Dr Mary Louise Pratt FBA
- Fellow type
- International Fellow
- Year elected
- 2026
Summary
Born and raised in English Canada, Professor Pratt studied Modern Languages and Literatures at the University of Toronto, working in French, Spanish, English and Portuguese. She completed an MA in Linguistics at the University of Illinois, specialising in Bantu linguistics.
Returning to literary studies, she completed a doctorate in Comparative Literature at Stanford University (1975), emphasising Modern Latin American literature and literary theory. Her thesis 'Toward a Speech Act Theory of Literary Discourse', became her first book (1977). In 1976, she joined the faculty at Stanford, in the Departments of Spanish and Portuguese, and Comparative Literature. With Elizabeth Traugott she co-authored 'Linguistics for Students of Literature' (1980), still widely used. She co-founded the Seminar on Feminism and Culture in Latin America, a research group that pioneered the study of Latin American women writers.

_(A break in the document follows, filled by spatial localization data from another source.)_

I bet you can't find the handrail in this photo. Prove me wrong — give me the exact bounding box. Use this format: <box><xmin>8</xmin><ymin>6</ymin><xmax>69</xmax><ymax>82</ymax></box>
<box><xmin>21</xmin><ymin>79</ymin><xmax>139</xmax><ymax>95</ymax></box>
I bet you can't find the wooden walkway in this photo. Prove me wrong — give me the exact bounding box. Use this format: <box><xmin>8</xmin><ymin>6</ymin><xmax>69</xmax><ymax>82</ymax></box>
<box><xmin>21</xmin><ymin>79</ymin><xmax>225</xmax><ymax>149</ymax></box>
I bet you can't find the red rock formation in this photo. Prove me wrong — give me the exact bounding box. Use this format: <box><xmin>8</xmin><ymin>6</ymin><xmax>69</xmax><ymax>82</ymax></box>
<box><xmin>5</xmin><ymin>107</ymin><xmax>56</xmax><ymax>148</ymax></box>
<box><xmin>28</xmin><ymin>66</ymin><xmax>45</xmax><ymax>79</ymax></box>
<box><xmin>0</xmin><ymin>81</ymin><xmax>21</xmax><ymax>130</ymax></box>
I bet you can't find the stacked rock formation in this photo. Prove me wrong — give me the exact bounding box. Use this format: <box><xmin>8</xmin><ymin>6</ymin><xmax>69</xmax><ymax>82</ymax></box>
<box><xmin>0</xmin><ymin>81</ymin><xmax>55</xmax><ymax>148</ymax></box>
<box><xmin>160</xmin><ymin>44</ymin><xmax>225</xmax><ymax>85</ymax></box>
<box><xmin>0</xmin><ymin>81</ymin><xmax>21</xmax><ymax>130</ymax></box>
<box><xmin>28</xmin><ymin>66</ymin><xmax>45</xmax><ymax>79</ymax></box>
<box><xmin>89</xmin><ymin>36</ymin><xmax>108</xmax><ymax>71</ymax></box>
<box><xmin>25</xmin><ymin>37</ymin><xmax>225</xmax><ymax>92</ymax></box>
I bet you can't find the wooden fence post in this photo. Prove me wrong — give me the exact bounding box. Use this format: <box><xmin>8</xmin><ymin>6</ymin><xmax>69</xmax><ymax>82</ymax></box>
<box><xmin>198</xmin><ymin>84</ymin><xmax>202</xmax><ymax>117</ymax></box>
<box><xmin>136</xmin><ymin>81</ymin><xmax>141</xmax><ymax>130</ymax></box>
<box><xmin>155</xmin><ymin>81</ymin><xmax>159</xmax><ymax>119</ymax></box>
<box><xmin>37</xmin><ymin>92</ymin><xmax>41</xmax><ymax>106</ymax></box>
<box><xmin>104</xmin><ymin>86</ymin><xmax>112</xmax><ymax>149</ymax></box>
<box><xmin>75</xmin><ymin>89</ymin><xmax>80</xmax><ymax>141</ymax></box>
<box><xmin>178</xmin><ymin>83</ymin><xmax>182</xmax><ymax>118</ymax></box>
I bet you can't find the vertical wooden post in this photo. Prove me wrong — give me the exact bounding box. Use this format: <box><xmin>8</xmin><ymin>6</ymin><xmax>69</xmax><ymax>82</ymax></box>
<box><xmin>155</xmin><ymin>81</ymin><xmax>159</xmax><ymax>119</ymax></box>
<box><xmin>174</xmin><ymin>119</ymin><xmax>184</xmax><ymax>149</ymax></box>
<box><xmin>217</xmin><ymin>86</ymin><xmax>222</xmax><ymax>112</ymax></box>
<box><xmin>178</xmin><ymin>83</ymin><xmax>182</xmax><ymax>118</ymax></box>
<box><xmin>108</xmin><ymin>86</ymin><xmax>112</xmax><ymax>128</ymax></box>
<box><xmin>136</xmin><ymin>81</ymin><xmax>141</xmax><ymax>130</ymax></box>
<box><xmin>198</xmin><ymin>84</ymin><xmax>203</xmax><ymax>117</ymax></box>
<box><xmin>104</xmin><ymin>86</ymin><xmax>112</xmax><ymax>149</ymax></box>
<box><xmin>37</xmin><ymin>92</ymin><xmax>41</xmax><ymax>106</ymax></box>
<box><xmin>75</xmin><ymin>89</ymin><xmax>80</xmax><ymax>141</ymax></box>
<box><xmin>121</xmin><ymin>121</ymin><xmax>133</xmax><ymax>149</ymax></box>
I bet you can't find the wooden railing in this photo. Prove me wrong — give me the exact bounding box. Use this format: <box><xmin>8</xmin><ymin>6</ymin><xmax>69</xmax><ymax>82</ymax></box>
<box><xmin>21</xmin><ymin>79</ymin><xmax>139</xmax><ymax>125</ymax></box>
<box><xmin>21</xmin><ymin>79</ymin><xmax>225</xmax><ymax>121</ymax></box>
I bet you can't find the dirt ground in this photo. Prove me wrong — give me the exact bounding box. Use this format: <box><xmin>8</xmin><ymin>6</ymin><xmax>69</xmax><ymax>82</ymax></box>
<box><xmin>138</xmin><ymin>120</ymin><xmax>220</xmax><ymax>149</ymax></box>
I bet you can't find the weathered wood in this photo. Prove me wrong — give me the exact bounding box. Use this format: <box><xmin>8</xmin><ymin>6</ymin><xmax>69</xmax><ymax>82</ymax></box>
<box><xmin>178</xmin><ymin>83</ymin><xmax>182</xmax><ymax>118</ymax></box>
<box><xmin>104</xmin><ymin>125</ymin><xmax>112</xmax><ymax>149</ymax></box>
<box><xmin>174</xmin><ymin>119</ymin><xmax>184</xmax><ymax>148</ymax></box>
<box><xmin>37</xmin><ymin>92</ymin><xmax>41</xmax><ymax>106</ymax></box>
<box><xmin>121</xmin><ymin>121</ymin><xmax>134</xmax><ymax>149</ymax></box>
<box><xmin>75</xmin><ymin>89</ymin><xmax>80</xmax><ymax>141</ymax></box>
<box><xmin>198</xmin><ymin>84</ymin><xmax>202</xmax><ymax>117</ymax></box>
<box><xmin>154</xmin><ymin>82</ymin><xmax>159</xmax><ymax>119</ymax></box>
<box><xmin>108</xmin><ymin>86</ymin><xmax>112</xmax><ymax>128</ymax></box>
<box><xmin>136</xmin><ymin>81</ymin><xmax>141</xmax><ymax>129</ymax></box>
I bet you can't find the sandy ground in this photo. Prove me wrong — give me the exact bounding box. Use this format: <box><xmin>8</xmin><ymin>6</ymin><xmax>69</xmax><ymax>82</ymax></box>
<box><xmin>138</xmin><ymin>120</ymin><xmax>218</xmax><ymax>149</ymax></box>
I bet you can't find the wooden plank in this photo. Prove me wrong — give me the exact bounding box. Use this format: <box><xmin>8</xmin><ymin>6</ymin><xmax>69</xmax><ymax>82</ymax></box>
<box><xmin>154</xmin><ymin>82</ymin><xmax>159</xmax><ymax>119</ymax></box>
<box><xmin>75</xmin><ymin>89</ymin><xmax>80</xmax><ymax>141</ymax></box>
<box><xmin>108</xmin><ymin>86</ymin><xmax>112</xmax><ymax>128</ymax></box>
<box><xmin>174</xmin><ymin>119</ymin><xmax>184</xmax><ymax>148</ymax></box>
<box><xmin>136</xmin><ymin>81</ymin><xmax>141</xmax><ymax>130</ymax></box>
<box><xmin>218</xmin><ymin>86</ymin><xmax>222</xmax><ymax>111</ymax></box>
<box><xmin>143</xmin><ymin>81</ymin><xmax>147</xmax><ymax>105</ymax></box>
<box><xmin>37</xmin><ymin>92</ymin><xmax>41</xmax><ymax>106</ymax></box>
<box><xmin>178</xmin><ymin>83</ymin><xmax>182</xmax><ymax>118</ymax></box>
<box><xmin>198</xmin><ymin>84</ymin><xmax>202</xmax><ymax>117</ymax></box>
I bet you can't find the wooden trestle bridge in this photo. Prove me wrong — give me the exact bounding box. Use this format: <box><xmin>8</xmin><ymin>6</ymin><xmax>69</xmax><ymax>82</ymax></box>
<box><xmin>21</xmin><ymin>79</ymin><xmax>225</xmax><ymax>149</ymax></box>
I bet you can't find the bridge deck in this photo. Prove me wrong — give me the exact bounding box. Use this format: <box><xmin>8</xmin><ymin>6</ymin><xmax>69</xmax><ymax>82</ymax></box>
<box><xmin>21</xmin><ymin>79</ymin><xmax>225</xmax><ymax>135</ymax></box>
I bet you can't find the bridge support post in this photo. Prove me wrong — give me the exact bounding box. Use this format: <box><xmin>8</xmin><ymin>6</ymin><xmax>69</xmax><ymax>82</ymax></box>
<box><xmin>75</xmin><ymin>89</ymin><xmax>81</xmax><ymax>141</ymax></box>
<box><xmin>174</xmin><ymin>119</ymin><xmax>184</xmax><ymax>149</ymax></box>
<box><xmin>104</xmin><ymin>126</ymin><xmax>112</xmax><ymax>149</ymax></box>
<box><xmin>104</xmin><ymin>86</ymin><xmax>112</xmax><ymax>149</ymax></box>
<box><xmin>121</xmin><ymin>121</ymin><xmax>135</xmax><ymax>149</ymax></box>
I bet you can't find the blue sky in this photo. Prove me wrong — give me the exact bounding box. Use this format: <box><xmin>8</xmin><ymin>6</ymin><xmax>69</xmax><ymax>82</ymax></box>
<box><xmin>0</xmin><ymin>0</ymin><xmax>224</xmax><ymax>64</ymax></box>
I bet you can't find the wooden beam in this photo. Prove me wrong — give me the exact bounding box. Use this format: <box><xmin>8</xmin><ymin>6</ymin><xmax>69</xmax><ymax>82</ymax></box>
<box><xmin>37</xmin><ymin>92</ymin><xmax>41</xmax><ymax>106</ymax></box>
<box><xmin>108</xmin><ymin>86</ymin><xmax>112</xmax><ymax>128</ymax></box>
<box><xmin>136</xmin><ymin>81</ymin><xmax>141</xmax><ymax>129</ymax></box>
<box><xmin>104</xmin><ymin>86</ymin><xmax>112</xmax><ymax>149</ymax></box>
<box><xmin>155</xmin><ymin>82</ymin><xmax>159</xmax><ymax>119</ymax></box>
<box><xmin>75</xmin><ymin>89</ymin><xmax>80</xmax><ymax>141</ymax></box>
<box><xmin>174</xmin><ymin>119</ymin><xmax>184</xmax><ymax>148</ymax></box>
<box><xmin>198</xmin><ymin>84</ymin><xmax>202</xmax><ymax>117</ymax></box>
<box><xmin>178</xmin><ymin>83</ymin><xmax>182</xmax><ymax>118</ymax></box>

In 2002 she moved to New York University, where she co-founded the Department of Social and Cultural Analysis. Pratt’s ground-breaking book, 'Imperial Eyes: Travel Writing and Transculturation' first appeared in 1992, with a second edition in 2007.

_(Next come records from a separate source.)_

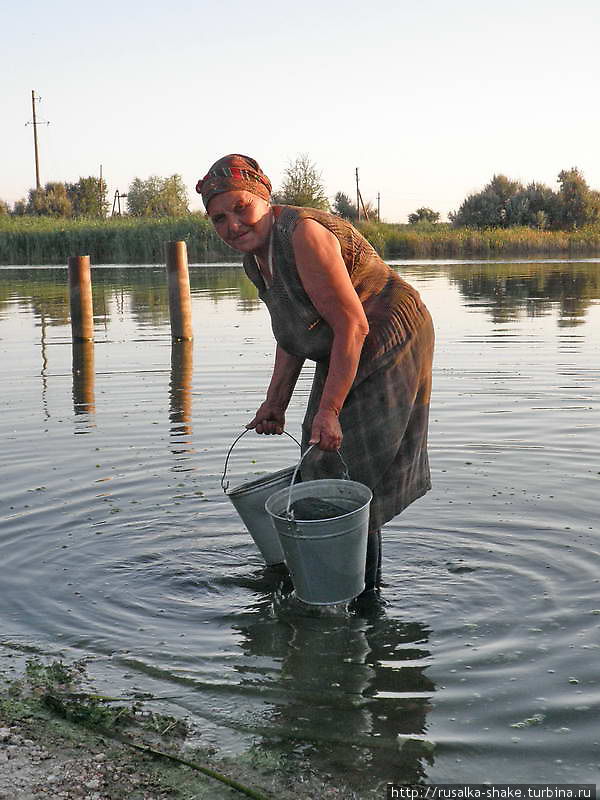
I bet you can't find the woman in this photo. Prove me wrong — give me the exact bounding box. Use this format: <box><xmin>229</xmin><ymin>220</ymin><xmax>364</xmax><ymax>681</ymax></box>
<box><xmin>197</xmin><ymin>154</ymin><xmax>434</xmax><ymax>594</ymax></box>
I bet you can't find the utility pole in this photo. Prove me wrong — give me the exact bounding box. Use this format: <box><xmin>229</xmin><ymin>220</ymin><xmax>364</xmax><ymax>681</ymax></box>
<box><xmin>377</xmin><ymin>192</ymin><xmax>380</xmax><ymax>222</ymax></box>
<box><xmin>112</xmin><ymin>190</ymin><xmax>127</xmax><ymax>216</ymax></box>
<box><xmin>26</xmin><ymin>91</ymin><xmax>50</xmax><ymax>190</ymax></box>
<box><xmin>31</xmin><ymin>91</ymin><xmax>40</xmax><ymax>189</ymax></box>
<box><xmin>355</xmin><ymin>167</ymin><xmax>370</xmax><ymax>222</ymax></box>
<box><xmin>99</xmin><ymin>164</ymin><xmax>104</xmax><ymax>217</ymax></box>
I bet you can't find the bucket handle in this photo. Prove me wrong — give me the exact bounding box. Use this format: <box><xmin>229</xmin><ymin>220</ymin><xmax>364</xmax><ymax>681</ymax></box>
<box><xmin>285</xmin><ymin>444</ymin><xmax>350</xmax><ymax>520</ymax></box>
<box><xmin>221</xmin><ymin>428</ymin><xmax>301</xmax><ymax>491</ymax></box>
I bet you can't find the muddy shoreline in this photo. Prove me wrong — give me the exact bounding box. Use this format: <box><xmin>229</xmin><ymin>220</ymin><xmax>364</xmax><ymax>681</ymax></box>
<box><xmin>0</xmin><ymin>647</ymin><xmax>366</xmax><ymax>799</ymax></box>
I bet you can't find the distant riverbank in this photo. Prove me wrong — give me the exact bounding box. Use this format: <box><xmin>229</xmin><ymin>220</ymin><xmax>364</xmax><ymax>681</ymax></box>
<box><xmin>0</xmin><ymin>215</ymin><xmax>233</xmax><ymax>266</ymax></box>
<box><xmin>2</xmin><ymin>214</ymin><xmax>600</xmax><ymax>265</ymax></box>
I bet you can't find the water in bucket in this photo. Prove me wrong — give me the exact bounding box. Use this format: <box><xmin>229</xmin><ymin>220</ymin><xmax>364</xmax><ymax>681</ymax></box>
<box><xmin>288</xmin><ymin>496</ymin><xmax>350</xmax><ymax>520</ymax></box>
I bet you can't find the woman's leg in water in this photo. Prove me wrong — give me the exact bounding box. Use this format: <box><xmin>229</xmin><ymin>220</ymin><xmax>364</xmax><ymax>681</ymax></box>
<box><xmin>363</xmin><ymin>529</ymin><xmax>382</xmax><ymax>592</ymax></box>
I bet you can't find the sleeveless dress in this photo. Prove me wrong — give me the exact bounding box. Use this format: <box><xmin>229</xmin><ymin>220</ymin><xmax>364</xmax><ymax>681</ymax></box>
<box><xmin>242</xmin><ymin>206</ymin><xmax>434</xmax><ymax>530</ymax></box>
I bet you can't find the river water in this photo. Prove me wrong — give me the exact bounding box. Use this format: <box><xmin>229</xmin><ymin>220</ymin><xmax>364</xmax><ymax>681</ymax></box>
<box><xmin>0</xmin><ymin>259</ymin><xmax>599</xmax><ymax>792</ymax></box>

Translated into Spanish Portuguese, Korean, Chinese, and Polish, it continues to be required reading in postcolonial studies. It shows how European travel writing represented and legitimated the imperial enterprise in the imaginations of European reading publics, creating what has been called the domestic subjects of imperial expansion.

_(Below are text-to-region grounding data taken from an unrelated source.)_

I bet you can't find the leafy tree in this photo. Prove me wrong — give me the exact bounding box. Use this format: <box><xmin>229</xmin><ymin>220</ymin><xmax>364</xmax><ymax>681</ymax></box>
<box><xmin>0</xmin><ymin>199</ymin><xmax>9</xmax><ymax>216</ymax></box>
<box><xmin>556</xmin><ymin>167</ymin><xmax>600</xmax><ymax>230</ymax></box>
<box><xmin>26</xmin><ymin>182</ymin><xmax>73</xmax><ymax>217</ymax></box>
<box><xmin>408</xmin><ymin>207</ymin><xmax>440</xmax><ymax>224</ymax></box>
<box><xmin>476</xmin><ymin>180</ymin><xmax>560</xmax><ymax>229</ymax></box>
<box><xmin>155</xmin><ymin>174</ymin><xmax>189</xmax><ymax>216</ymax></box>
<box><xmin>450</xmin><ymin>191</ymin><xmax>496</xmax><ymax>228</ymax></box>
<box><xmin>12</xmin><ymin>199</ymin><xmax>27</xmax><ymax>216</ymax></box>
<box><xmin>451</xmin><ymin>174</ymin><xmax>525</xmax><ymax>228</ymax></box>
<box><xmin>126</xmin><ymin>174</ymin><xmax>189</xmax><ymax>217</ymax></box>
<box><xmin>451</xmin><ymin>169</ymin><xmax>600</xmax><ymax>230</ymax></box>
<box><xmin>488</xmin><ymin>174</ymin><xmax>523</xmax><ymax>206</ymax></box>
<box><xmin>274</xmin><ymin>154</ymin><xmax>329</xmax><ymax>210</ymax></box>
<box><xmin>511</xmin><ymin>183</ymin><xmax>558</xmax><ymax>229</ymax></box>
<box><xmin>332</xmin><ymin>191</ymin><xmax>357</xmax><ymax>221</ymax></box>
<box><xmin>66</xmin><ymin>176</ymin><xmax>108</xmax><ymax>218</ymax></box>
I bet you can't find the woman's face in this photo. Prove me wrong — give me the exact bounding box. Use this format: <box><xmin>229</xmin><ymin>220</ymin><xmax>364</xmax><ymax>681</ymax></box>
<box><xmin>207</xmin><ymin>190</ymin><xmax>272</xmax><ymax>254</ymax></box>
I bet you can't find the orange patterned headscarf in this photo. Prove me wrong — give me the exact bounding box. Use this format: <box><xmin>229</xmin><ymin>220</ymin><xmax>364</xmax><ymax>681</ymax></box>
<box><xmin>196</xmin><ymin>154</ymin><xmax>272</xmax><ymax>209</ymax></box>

Methodologically, the book introduced the concept of the “contact zone,” arguing that empire needed to be studied not from imperial centers, but at the sites of contact on imperial frontiers. Pratt’s work on Latin American Literature was collected in 'Los imaginarios planetarios' (2019).
Her current work on environmental aesthetics, ecological thought, and global indigeneity forms her most recent book, 'Planetary Longings' (2022). Pratt is a member of the American Academy of Arts and Sciences, and former president of the Modern Language Association.